しかし、時間制限がある。クローン体は1年が経過すると徐々に崩壊していく。細胞が崩れ、体を維持できなくなるのだ。この原因はいまだに私には分からない。それを究明する時間は、もう私には残っていない。
しかし先ほども言ったように、理論上は完成している。私がここで引きこもっている間に世界中で感染が広がったあのウイルスに感染した体を利用した。生命維持機能が停止した人体を動かすことのできるこの未知のウイルスが…人類の文明を破壊した「悪魔」が、私の研究を完成させるものであると信じている。…感染者の体を手に入れるために私の命を犠牲にした形となったが、後悔は無い。

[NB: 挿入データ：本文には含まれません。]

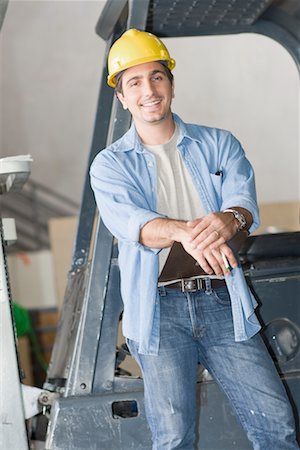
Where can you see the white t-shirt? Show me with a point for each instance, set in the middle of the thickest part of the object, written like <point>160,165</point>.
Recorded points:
<point>177,197</point>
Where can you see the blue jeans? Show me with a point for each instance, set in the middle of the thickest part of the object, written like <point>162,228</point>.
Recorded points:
<point>197,327</point>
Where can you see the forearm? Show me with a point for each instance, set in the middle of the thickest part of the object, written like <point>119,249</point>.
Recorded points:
<point>162,232</point>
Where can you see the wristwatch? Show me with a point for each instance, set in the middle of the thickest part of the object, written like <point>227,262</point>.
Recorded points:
<point>239,217</point>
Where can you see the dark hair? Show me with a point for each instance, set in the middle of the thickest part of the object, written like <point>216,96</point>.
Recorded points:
<point>118,77</point>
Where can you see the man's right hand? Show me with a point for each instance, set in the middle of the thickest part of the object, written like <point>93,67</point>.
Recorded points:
<point>162,232</point>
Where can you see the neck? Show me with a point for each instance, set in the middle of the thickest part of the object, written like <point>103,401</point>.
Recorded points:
<point>157,133</point>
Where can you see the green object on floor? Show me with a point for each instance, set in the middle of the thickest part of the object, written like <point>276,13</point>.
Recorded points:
<point>22,320</point>
<point>24,328</point>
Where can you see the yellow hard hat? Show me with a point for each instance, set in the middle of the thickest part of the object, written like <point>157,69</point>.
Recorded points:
<point>135,47</point>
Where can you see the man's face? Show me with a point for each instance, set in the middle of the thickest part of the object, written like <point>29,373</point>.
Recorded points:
<point>147,93</point>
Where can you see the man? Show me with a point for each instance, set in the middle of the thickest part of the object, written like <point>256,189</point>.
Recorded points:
<point>166,181</point>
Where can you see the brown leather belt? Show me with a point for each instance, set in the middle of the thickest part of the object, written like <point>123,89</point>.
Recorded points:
<point>193,285</point>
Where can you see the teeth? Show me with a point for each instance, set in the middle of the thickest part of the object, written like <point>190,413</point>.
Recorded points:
<point>151,103</point>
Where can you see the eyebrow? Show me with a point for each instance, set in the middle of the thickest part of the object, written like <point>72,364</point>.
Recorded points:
<point>139,77</point>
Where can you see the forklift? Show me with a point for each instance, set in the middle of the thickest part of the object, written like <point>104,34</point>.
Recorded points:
<point>87,401</point>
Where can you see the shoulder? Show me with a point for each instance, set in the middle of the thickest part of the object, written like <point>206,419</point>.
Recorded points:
<point>202,132</point>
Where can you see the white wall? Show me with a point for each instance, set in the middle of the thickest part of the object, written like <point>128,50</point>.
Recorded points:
<point>50,68</point>
<point>32,279</point>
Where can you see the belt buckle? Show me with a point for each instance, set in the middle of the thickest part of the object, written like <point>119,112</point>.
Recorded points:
<point>192,285</point>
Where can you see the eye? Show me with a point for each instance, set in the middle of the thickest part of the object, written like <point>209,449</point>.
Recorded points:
<point>134,84</point>
<point>157,78</point>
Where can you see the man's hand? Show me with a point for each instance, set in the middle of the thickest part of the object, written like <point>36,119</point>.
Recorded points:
<point>204,239</point>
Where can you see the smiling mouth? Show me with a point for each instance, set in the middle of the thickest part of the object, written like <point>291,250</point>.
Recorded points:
<point>151,104</point>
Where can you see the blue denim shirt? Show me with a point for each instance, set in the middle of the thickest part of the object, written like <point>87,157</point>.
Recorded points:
<point>123,177</point>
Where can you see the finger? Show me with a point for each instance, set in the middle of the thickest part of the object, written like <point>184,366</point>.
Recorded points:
<point>215,261</point>
<point>229,255</point>
<point>203,263</point>
<point>223,262</point>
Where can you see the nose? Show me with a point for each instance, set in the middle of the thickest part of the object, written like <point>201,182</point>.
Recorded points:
<point>148,88</point>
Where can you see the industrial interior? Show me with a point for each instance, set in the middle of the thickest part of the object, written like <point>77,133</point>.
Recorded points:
<point>68,381</point>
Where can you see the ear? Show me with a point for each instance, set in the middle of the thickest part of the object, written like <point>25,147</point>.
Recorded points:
<point>122,99</point>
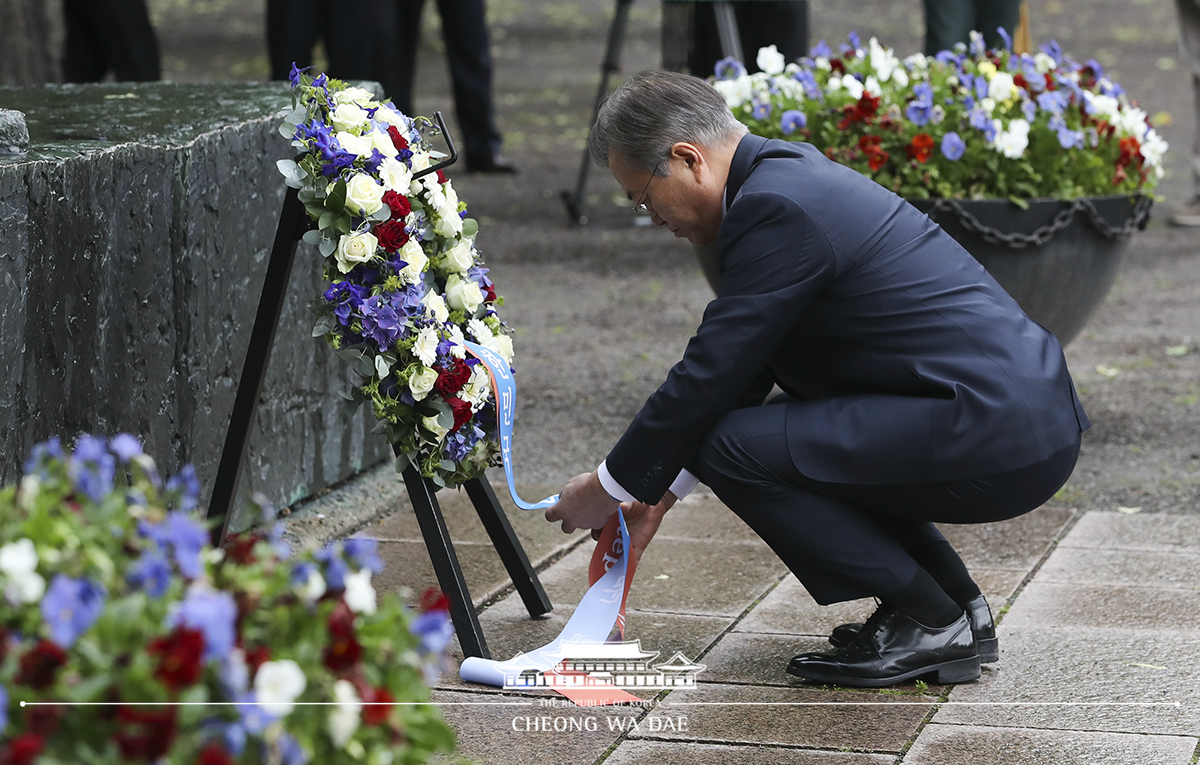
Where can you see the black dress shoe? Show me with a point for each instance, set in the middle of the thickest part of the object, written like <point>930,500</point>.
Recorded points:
<point>495,163</point>
<point>893,648</point>
<point>982,625</point>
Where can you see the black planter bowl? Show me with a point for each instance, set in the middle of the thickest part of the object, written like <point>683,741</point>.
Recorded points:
<point>1057,259</point>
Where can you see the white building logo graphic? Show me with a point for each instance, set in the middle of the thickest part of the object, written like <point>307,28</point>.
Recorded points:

残念だが、これが成功するとは言い切れない。だが、今作った『彼女』に賭けようと思っている。クローン体が崩壊することなく3年以上生きることができたら成功したと言うことだ。私はそれをこの目で確認することはできない。
私のクローン体を一体、同じような方法でこれから作る。彼の役目は、『彼女』の世話をすることだ。彼女と出会ったときの私を再現して記憶と年齢を調整した、他とは違う特別なクローンだ。
まだ言ってなかったが、この装置が完成したあと真っ先にやったことは、自らのクローン体を量産することだった。体を安定させる方法の実験もしたかったし、労働力としても必要だった。彼らがいなければ、この建物を増築することも、ここを囲んでいる壁も作ることができなかった。自分の体の崩壊が近づいたときには、この装置の簡単な操作方法を思い出し、自ら装置に入り、次のクローン体の材料となることをプログラムされている。

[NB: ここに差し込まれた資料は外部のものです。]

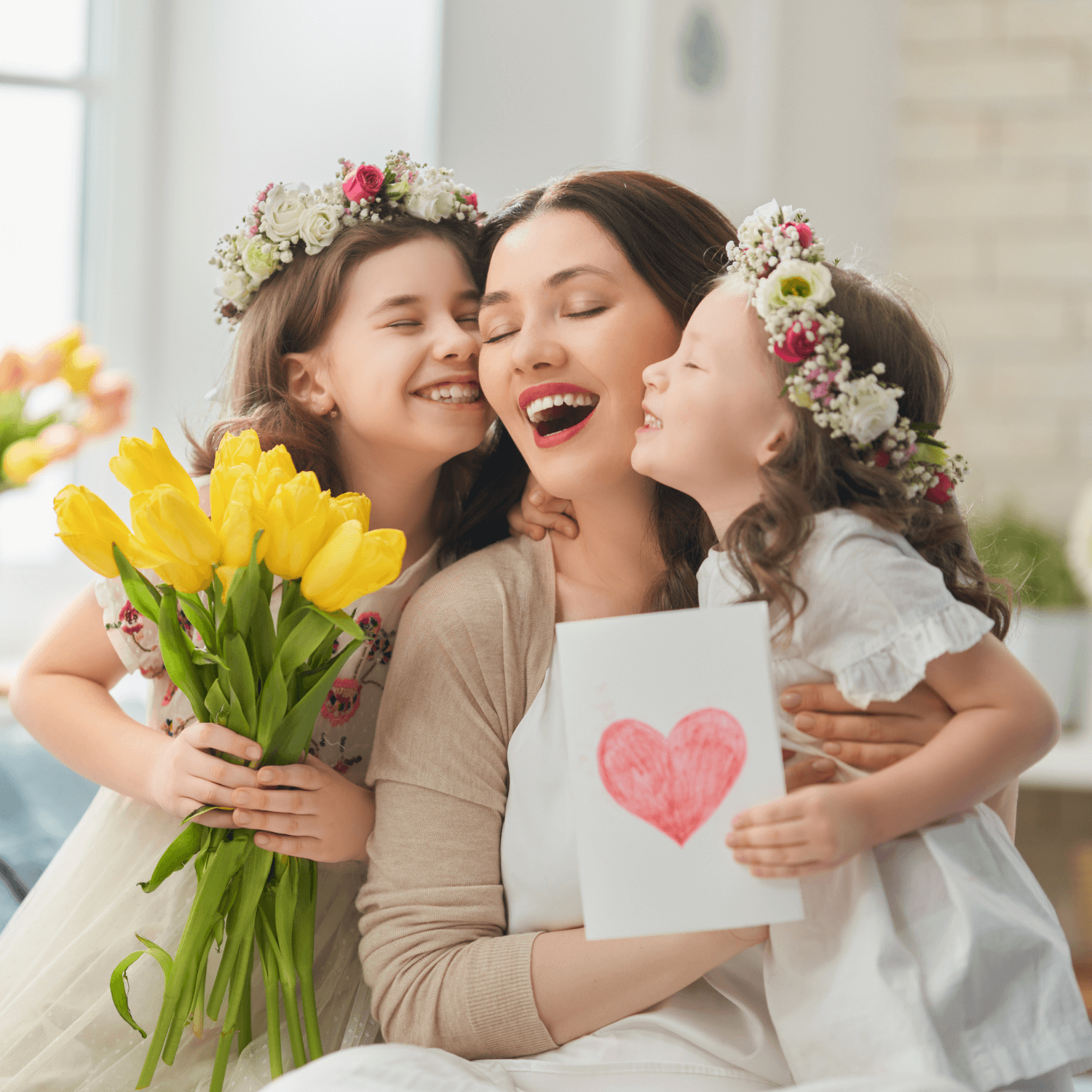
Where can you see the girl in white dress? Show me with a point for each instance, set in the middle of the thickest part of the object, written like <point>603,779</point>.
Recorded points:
<point>360,356</point>
<point>927,947</point>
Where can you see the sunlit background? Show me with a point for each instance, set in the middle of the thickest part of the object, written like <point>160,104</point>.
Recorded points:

ここには多くの同じ顔をした男がいるだろうが、彼らは私のクローン体だ。不必要な記憶を消し、与えられた労働に従事するだけの存在だ。
そして、このコンピュータにログインできているということは、そう、君も私のクローンだ。そして、クローンの記憶のプログラムに不具合が起きたのでなければ、君は、これから作る特別なクローン体であるはずだ。すでに言ったかもしれないが、君が私の考えを理解してくれることを望んでいる。
さて、そろそろ切り上げて、装置の中に入らなければ。町に降りた際に私が感染したウイルスが…この敷地内で発症してしまったら、ここのすべてのクローン体に感染が広がってしまうことになる。
『彼女』には何も伝えたくはない。
ウイルスに感染した体を利用したと言ったが、それはつまり、ウイルスに感染した体をクローン体を作る際の材料にしたということだ。

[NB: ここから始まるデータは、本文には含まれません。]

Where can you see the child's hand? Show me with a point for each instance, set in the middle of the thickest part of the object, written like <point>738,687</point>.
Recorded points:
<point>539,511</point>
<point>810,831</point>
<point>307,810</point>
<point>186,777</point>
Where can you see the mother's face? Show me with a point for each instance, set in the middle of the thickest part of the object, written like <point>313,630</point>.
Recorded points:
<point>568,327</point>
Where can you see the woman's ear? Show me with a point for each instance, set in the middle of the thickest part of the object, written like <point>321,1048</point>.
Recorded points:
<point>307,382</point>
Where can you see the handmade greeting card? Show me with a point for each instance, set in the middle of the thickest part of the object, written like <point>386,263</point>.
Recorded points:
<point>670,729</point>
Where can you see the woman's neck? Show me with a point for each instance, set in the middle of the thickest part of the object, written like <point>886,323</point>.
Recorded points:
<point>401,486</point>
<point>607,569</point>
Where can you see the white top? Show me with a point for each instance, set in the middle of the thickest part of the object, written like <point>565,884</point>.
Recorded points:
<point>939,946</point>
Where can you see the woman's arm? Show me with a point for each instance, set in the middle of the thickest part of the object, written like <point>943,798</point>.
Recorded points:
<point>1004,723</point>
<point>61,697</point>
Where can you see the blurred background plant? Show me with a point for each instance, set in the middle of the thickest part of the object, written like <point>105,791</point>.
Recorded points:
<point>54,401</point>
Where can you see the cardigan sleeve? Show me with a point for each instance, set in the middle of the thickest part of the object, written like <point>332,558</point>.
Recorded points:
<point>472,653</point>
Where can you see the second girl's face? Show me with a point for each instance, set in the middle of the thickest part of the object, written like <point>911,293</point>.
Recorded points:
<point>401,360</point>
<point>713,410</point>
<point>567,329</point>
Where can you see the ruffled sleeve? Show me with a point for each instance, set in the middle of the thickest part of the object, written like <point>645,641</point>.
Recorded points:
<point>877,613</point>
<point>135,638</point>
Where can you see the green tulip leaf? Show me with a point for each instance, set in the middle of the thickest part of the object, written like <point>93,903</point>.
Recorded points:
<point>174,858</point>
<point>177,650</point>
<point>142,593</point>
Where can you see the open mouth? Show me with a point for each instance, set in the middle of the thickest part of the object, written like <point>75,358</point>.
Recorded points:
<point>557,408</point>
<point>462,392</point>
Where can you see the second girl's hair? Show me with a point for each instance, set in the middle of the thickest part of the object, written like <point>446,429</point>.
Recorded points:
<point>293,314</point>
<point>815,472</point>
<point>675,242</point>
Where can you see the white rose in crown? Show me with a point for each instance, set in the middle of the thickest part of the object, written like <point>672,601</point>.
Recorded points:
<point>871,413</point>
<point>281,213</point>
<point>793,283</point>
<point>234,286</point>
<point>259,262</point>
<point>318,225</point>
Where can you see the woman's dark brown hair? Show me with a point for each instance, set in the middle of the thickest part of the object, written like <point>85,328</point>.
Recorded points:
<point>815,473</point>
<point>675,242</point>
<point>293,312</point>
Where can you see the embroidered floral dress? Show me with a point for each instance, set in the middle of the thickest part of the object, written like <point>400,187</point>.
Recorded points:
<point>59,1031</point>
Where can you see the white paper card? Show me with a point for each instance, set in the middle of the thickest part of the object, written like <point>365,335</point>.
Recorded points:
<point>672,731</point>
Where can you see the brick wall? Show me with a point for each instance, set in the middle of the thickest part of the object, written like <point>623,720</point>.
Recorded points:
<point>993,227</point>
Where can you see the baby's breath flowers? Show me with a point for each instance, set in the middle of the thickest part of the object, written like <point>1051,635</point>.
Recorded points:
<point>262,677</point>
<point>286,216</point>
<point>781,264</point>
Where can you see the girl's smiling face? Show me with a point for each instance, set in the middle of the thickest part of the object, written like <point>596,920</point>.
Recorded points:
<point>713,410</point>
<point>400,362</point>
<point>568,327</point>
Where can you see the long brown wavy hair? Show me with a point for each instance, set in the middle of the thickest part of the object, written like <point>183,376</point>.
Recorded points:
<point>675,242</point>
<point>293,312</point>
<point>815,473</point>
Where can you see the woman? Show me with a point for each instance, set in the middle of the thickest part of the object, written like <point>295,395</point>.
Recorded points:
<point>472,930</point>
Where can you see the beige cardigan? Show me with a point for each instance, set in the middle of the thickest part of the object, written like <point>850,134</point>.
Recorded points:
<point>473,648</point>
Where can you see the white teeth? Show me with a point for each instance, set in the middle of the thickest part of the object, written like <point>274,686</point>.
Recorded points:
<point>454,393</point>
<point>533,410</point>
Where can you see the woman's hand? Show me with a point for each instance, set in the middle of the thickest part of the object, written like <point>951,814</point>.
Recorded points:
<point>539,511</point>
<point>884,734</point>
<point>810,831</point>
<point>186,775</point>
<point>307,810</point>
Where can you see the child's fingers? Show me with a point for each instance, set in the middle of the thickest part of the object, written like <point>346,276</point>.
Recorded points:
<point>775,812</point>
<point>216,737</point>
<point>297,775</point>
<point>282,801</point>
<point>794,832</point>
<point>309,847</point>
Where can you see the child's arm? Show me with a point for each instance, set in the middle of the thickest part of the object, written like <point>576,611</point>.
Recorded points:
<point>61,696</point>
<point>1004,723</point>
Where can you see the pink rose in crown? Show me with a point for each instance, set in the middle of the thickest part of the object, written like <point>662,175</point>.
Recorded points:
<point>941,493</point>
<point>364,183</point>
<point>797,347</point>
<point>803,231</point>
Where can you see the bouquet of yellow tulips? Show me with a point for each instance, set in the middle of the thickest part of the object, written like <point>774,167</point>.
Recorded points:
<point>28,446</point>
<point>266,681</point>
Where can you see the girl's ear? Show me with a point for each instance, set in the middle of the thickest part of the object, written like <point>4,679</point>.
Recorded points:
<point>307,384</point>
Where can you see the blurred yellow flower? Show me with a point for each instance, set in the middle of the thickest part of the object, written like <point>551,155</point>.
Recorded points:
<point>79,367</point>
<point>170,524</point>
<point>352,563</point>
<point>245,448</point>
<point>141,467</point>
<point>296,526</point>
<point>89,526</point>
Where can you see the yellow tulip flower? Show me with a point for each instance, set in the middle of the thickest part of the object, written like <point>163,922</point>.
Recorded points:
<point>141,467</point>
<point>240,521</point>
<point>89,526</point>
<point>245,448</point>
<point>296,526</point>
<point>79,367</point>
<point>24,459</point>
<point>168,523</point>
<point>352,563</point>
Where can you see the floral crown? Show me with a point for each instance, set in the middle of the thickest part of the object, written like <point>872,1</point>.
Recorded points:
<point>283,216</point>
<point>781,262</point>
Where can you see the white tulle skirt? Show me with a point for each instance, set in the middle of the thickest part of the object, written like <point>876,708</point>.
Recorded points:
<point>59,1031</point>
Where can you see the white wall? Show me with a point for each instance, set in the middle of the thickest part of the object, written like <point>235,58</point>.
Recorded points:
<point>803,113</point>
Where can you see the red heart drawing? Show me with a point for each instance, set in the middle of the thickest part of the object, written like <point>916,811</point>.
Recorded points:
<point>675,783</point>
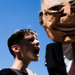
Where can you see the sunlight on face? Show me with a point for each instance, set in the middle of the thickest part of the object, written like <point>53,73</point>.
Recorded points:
<point>58,20</point>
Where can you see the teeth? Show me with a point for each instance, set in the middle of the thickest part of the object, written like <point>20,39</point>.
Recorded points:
<point>67,29</point>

もし…私の調整によって自浄作用を備えた『彼女』の体が…崩壊することなく、生き続けていられる完全な体であったなら…。『彼女』は、感染による滅亡の危機から、人類を救うカギになるかもしれない。
しかし、私は『彼女』にそんなことは背負ってほしくない。私は人類を助けたいわけではない。世界にたった一人の彼女を助けたかっただけだ。…私のやり方では彼女を助けたことにはならないのかもしれない。だが私にはこれしかできなかったのだ。
『彼女』は何も知らないままでいてほしい。彼女が生きることができなかった世界を、自由に生きてほしい。それが私の生涯を懸けた願いだ。